Alors que la question de la parité homme-femme est au coeur des politiques publiques et des débats de société en général, le nombre de femmes dirigeantes d'entreprise dans l'économie progresse lentement. Qui sont-elles ? Comment se perçoivent-elles ? Comment envisagent-elles leur fonction ? Pour le savoir, nous sommes allés à la rencontre des Femmes qui font l'économie.

En France, 30% des créateurs d’entreprises sont des femmes mais elles ne sont que 14% à la tête des entreprises de plus de 50 salariés. En Bretagne, 7,1% des établissements de 10 salariés et plus, ressortissants des CCI, sont dirigés par des femmes, un chiffre en stagnation depuis plusieurs années (source : CCI Bretagne).
De manière à encourager les femmes à se lancer dans l’aventure de l’entrepreneuriat, le réseau des CCI soutient des initiatives comme celle du ministère des Droits des femmes qui a élaboré en 2014 un programme d’aide avec l’accès facilité au crédit bancaire et un travail avec les réseaux d’accompagnements.
L'importance des réseaux
Si la représentation féminine dans les sphères dirigeantes reste faible, « le monde bouge et je suis très confiante sur une évolution rapide de l'entrepreneuriat féminin, note Marie-Anne Simon, chef d'entreprise, élue au sein des CCI de Bretagne et Rennes, et représentante de la chambre de région aux Trophées des Femmes de l'économie. Je constate que les femmes prennent de plus en plus conscience de leur talent. Aujourd'hui, la transition numérique leur permet d'exercer leur activité professionnelle tout en restant proche de leur famille. Au sein des principaux réseaux féminins en Bretagne, tels que Entreprendre au Féminin Bretagne, Femmes de Bretagne ou encore Force Femmes, les femmes porteuses d'un projet trouvent des réponses à leurs questions mais plus encore la confiance, le courage et l'énergie dont elles ont besoin pour se lancer. A mes yeux, il n'existe pas UN modèle de femme dirigeante, ni UN modèle d'homme dirigeant : l'équipe a du génie ! L'entreprise est un acteur économique avec un rôle sociétal. Il est logique qu'elle soit composée d'hommes et de femmes animés par un chef d'orchestre : le chef d'entreprise."

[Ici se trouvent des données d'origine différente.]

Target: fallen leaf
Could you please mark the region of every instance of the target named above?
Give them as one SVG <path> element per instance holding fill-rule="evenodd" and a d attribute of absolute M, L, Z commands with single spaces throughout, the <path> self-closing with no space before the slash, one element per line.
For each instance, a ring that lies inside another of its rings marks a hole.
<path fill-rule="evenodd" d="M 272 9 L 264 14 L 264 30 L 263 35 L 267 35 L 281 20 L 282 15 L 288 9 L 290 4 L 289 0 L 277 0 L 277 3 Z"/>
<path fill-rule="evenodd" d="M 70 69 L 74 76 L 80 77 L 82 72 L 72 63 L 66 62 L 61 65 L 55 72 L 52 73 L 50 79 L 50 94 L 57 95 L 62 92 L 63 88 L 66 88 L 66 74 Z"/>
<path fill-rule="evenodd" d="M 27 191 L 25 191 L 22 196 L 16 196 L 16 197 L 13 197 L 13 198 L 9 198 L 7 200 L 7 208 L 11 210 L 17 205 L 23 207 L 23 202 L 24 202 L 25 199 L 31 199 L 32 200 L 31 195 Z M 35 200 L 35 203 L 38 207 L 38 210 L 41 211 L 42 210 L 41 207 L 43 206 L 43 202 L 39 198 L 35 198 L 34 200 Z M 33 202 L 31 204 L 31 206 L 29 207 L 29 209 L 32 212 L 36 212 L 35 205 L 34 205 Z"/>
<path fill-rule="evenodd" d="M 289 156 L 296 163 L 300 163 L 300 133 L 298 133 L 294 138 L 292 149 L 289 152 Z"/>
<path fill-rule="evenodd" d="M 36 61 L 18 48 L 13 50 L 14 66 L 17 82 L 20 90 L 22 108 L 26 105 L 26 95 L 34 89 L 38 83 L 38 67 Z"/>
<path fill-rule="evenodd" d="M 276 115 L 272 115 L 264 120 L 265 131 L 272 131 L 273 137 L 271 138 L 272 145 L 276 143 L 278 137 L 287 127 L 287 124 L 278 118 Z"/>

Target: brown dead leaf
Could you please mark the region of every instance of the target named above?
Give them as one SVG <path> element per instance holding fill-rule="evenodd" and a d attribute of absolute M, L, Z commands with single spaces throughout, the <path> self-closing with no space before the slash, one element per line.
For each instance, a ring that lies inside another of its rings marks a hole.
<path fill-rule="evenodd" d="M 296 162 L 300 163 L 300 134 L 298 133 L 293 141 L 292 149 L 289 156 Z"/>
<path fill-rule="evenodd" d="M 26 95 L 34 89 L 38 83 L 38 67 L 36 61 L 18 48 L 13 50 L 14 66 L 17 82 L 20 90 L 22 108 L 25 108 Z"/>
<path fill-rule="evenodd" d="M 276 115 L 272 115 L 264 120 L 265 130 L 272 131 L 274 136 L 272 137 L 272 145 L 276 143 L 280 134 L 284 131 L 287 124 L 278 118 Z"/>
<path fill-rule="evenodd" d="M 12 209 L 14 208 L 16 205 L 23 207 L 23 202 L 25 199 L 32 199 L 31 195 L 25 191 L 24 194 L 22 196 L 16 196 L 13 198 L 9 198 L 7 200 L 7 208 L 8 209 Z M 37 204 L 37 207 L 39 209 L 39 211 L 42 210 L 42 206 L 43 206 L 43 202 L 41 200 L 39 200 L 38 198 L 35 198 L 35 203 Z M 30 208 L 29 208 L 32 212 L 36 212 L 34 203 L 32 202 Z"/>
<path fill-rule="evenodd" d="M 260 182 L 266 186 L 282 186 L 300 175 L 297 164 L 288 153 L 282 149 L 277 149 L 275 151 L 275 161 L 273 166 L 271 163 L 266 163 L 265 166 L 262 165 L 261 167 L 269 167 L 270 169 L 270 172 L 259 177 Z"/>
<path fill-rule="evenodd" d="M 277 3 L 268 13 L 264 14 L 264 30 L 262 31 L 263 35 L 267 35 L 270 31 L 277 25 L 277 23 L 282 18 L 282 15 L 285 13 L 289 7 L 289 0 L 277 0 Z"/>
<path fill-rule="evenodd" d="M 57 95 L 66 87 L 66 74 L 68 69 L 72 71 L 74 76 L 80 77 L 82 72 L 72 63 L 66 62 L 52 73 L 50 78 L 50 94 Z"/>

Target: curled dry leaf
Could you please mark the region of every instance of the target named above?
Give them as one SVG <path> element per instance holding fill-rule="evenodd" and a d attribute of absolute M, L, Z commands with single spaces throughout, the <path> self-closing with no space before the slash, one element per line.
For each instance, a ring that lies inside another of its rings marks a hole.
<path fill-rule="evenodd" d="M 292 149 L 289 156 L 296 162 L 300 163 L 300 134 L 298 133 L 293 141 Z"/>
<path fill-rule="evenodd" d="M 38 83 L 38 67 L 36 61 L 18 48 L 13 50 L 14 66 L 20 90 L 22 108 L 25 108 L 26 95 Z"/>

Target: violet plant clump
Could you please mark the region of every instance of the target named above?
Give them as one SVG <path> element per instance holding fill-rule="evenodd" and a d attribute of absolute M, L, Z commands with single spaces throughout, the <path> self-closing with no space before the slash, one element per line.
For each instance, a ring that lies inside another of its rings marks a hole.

La création d'entreprise, voie privilégiée par les femmes
Les modes d'accès aux fonctions de dirigeant(e) d'entreprise varient sensiblement en fonction du genre (1). En effet, si les femmes comme les hommes y accèdent d'abord en créant eux-mêmes ou en rachetant leur entreprise (44% pour les premières et 43% pour les seconds), elles le deviennent le plus souvent par transmission familiale (22% contre 16% pour les hommes). A l'inverse, elles le deviennent moins par recrutement externe (7% contre 14% pour leurs homologues masculins).
A 30 ans, armée d'un diplôme d'ingénieur tourisme et culture, Anna Beyou fait partie de ces femmes qui ont créé leur entreprise, guidées par l'envie de vivre de leur passion. Si l'aventure démarre en 2009, c'est un an plus tard, qu’elle s’associe avec ses concurrents, Jean-Baptiste Roger et Erwan Goullin pour créer 727 Sailbags. Basée à Lorient, la PME développe une gamme de produits designés et confectionnés à partir de voiles 100% recyclées. Elle connaît rapidement le succès et emploie aujourd’hui une trentaine de salariés pour un CA de 2 millions d’euros. Aujourd’hui, Anna Beyou, appréhende sa fonction en reconnaissant que la progression du nombre de femmes dirigeantes est lente en raison notamment du contexte éducatif et/ou du milieu socio-culturel.
« Les femmes doivent cesser de culpabiliser »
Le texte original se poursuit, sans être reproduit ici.